The task was terminated before completion, either by a client cancellation request or by the server agent due to resource constraints or policy violations. Partial results may be included in the response.
The artifact model in A2A deserves special attention. Task results are not returned as raw text but as typed artifacts with metadata. An artifact has an ID, a MIME type, and either inline data or a reference to external storage. This structure enables agents to produce large outputs — documents, images, datasets — without embedding them in the response payload. It also enables artifact reuse: a client agent can pass an artifact ID from one task to another agent without retransmitting the data.
Security, Authentication, and Enterprise Trust
Enterprise adoption of multi-agent systems depends critically on security — not just in the sense of access control, but in the broader sense of trust, auditability, and containment. A2A addresses these concerns at the protocol level rather than leaving them to individual implementation choices.
A2A uses OAuth 2.0, API keys, and service account tokens — the same mechanisms enterprises already use. There is no new identity infrastructure to deploy. Existing SSO, PAM, and secrets management systems work with A2A out of the box.
All A2A communication is over HTTPS, providing transport-layer encryption. Agent Cards declare whether TLS is required, and enterprise deployments can enforce TLS through existing network policies and API gateway configurations.
A2A enables agents from different organizations to collaborate without sharing internal systems access. Each organization controls what capabilities its agents expose and what credentials are required. Cross-org workflows are mediated through well-defined API boundaries.
Every A2A task has a unique ID and structured lifecycle events that can be logged to existing SIEM systems. The HTTP-based transport means standard API logging infrastructure captures complete interaction records for compliance and forensic purposes.
Security consideration for multi-agent systems: When agent A delegates a task to agent B, agent B operates with its own credentials and access permissions — not the credentials of the original user who initiated the workflow. This “confused deputy” problem requires careful permission scoping: each agent should have only the minimum permissions needed for its specific role. A2A's explicit authentication declarations in Agent Cards support implementing least-privilege agent permissions.

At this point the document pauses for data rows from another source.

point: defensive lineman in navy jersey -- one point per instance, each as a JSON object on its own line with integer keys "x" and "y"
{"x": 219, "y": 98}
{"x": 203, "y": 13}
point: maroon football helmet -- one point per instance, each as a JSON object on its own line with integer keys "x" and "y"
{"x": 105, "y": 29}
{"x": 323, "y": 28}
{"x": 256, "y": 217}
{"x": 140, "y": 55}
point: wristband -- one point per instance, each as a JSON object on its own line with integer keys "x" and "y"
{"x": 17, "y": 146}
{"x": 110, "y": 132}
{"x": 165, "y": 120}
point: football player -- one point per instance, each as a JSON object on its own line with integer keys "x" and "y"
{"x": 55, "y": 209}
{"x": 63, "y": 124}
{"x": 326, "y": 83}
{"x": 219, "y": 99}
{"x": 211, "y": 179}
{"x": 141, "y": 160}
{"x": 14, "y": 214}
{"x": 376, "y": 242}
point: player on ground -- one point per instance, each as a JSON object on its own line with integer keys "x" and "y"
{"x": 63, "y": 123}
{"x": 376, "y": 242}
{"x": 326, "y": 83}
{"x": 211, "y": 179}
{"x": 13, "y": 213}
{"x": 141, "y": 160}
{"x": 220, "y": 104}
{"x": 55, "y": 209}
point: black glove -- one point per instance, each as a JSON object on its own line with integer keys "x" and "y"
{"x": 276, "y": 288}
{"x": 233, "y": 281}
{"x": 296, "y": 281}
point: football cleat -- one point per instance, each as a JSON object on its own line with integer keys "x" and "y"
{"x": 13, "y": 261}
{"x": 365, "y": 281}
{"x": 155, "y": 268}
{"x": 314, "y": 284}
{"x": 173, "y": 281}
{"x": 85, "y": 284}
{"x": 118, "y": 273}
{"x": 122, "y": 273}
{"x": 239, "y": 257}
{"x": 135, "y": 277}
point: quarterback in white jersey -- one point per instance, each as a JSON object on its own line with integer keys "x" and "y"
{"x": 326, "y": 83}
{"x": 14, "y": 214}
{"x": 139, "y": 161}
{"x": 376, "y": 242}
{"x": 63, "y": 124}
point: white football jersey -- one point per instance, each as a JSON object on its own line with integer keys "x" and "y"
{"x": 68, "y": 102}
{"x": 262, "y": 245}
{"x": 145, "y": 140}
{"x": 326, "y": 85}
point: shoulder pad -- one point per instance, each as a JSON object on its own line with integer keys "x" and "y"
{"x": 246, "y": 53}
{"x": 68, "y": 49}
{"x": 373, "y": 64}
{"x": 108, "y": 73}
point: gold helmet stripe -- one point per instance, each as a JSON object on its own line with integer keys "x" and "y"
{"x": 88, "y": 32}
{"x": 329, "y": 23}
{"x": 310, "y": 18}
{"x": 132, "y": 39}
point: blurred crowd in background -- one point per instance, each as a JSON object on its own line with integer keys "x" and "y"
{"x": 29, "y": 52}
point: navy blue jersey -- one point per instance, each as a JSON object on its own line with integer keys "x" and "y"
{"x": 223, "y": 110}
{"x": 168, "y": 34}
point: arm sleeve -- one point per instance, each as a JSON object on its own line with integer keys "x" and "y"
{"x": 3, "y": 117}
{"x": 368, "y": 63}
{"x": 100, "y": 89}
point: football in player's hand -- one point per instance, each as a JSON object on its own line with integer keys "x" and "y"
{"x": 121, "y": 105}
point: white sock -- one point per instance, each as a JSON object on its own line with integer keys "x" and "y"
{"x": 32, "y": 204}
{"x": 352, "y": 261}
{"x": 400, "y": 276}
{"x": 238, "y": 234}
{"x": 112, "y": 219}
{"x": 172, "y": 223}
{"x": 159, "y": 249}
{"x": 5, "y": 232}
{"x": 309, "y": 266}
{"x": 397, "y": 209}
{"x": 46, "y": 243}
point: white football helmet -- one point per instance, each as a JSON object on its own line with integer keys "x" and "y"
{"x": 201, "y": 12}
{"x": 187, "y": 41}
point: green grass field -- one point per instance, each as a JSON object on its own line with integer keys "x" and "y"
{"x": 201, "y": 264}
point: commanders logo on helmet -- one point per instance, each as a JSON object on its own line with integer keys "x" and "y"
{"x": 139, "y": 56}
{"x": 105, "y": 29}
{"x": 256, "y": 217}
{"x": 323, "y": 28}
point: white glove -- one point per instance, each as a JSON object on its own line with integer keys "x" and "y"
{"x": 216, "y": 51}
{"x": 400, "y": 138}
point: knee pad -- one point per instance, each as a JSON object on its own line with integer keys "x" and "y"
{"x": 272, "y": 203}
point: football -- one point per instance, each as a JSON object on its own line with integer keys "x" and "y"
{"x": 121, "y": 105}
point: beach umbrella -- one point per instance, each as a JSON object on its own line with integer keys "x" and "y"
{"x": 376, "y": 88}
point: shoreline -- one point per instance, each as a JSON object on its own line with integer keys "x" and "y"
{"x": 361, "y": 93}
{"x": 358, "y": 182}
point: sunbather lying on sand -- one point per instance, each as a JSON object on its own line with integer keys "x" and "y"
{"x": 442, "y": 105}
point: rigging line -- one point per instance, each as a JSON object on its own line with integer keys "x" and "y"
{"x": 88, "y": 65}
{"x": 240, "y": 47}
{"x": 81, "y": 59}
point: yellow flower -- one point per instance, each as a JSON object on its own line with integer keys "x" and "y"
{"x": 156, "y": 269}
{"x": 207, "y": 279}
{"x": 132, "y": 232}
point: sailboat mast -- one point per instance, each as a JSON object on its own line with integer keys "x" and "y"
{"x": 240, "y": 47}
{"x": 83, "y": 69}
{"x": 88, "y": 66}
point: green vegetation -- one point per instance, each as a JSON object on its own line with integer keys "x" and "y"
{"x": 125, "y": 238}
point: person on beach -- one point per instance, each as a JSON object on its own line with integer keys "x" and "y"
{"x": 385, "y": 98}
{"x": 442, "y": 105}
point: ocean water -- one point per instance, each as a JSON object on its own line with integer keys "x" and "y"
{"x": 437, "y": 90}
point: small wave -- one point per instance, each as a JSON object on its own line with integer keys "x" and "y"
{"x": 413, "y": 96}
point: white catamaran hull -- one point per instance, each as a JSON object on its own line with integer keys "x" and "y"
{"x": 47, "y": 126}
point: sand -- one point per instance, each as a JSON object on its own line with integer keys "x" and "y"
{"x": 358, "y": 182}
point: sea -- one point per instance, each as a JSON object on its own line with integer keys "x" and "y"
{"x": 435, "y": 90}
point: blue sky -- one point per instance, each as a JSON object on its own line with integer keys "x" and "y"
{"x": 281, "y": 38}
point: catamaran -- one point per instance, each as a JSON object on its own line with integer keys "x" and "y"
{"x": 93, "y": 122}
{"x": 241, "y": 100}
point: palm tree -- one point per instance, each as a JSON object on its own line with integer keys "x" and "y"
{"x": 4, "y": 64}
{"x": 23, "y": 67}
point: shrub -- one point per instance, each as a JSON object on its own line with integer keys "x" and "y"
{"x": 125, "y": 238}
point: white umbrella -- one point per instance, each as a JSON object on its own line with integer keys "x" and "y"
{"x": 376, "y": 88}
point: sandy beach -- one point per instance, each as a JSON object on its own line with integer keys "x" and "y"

Ecosystem Adoption and Partner Integrations
Google announced A2A in April 2025 with more than 50 launch partners — a level of industry coordination that signals serious intent to establish A2A as a lasting standard rather than a Google-proprietary protocol. The partner list spans enterprise software, cloud infrastructure, developer tools, and consulting.
- Salesforce (Agentforce)
- SAP (Business AI)
- ServiceNow (Now Assist)
- Workday (AI Assistant)
- Atlassian (Rovo)
- Deloitte
- Accenture
- Capgemini
- KPMG
- McKinsey QuantumBlack
- MongoDB
- LangChain
- CrewAI
- Vertex AI (native)
- Google Agentspace
The enterprise software commitments are particularly significant. Salesforce, SAP, ServiceNow, and Workday collectively represent the core of enterprise application infrastructure. When these systems expose their AI agents through A2A, it becomes possible to build cross-system workflows that were previously impossible without custom integration work — for example, a Salesforce opportunity agent collaborating with a Workday resource planning agent and a ServiceNow project setup agent to onboard a new client.
The consulting firm commitments signal that A2A is becoming part of the enterprise AI implementation conversation. When Deloitte, Accenture, and Capgemini commit to building A2A-compatible solutions for their clients, they are also committing to training their consultants, developing implementation frameworks, and creating reference architectures — all of which accelerate ecosystem adoption. For businesses evaluating agentic commerce and automation investments, the related developments in agentic commerce protocols show how A2A-style standardization is enabling entirely new categories of AI-driven business transactions.
Building A2A-Compatible Agents
Implementing A2A support in a new or existing AI agent requires addressing three areas: Agent Card publication, task endpoint implementation, and client-side task management. Google has published open-source SDK libraries for Python and JavaScript that handle much of the boilerplate.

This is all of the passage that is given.